In Lightdash, everything you need for BI is written as code in your dbt project. You use dbt to transform all of the data from your data warehouse, then you use Lightdash to explore it.
But, before you hook up your dbt project to Lightdash, we need to make sure we have Tables to explore. In this setup guide, we’ll walk you through the steps of installing + using the Lightdash CLI and creating the first Tables in your project.
New to dbt? If you haven’t used dbt before, follow dbt’s getting started guide before proceeding with setting up Lightdash.
Tables are the starting point to any data exploration in Lightdash - they’re the data in Lightdash that you can query. The beauty of Lightdash is that we’re pretty well synced with your dbt project. So, in Lightdash, Tables actually come from dbt models that have been defined in your dbt project’s .yml
files.
If your dbt model has been defined in a .yml file, it will appear in Lightdash as a Table.

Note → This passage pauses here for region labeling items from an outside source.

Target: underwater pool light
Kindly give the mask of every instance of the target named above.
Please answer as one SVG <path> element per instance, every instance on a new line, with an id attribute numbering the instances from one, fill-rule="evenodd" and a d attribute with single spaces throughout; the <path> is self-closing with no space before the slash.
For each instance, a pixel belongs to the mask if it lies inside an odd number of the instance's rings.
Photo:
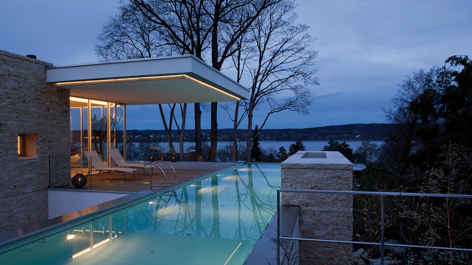
<path id="1" fill-rule="evenodd" d="M 70 240 L 75 237 L 76 237 L 76 234 L 70 234 L 70 235 L 66 237 L 66 238 L 64 239 L 65 240 Z"/>

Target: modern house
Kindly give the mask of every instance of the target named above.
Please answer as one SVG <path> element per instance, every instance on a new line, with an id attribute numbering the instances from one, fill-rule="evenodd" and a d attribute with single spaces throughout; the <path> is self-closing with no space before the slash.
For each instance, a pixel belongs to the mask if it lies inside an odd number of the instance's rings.
<path id="1" fill-rule="evenodd" d="M 0 50 L 0 234 L 46 220 L 48 189 L 96 150 L 126 157 L 126 106 L 235 101 L 249 91 L 194 56 L 65 66 Z"/>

Not sure what a .yml file is? Make sure to check out dbt’s docs to learn more about building .yml files for your dbt project.
Here’s an example of our Community stats daily
model we’ve defined in dbt. In Lightdash, we can see it in our list of available Tables to explore.
Now that we know what tables are, let’s add some and create our first project!
The Lightdash CLI is the recommended way to develop your dbt + Lightdash project. It makes development faster and easier, as well as giving you options for building more powerful automation to manage your Lightdash instance.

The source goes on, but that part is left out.